Last chance on taxes, warn charity finance experts
Charity tax experts have warned time is running out for the sector to make the government take notice of the sector in the battle to cut the burden of heavy taxation.
Charity tax experts have warned time is running out for the sector to make the government take notice of the sector in the battle to cut the burden of heavy taxation.
Mid-March is the deadline for charities to make their submissions to the Inland Revenue consultation on the government’s charity tax review, announced in July 1997.

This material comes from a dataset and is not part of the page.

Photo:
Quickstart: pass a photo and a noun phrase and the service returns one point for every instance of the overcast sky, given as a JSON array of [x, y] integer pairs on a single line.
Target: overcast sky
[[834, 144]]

Stephen Burgess, Saffery Champness charities’ director, said: ‘This is our final opportunity to influence the draft regulations before they go to Parliament.’More than £1bn of charities’ funds are lost to the taxman each year through the burden of irrecoverable VAT and the loss of Advance Corporation Tax relief. This accounts for eight per cent of the sector’s total income.
Charities had expected the review to focus on VAT reform and many groups united in calling for a grant back mechanism which would compensate for the loss of ACT relief.
Changes to the reforms were given a frosty reception by charities at a conference in London last week.
Officials from the Inland Revenue and Customs & Excise explained the thinking behind the latest plans to more than 300 charity representatives, with many hoping the government would announce further tax concessions.
But while Jim Harra of the Inland Revenue outlined the government’s willingness to reassess the proposed reforms, it continues to appear unlikely that chancellor Gordon Brown will relieve the sector of some of its tax bill.
‘It seems bizarre, when the government wishes to stimulate giving and is looking increasingly to charities to deliver social services, that it is collecting taxes on the costs of promoting giving,’ Burgess said.
But the Revenue insisted the government was not prepared to reverse its policies on ACT and VAT.
‘Tax relief can only be available for tax-payers otherwise the money would be coming out of public expenditure,’ Harra explained.
Delegates also complained the new proposals regarding Gift Aid declaration would discourage potential donors.
The conference followed a new survey by MORI, undertaken for the Charities Tax Reform Group, which revealed that 79% of the public disagree with government policy, saying that charities should not bear the financial burden of VAT.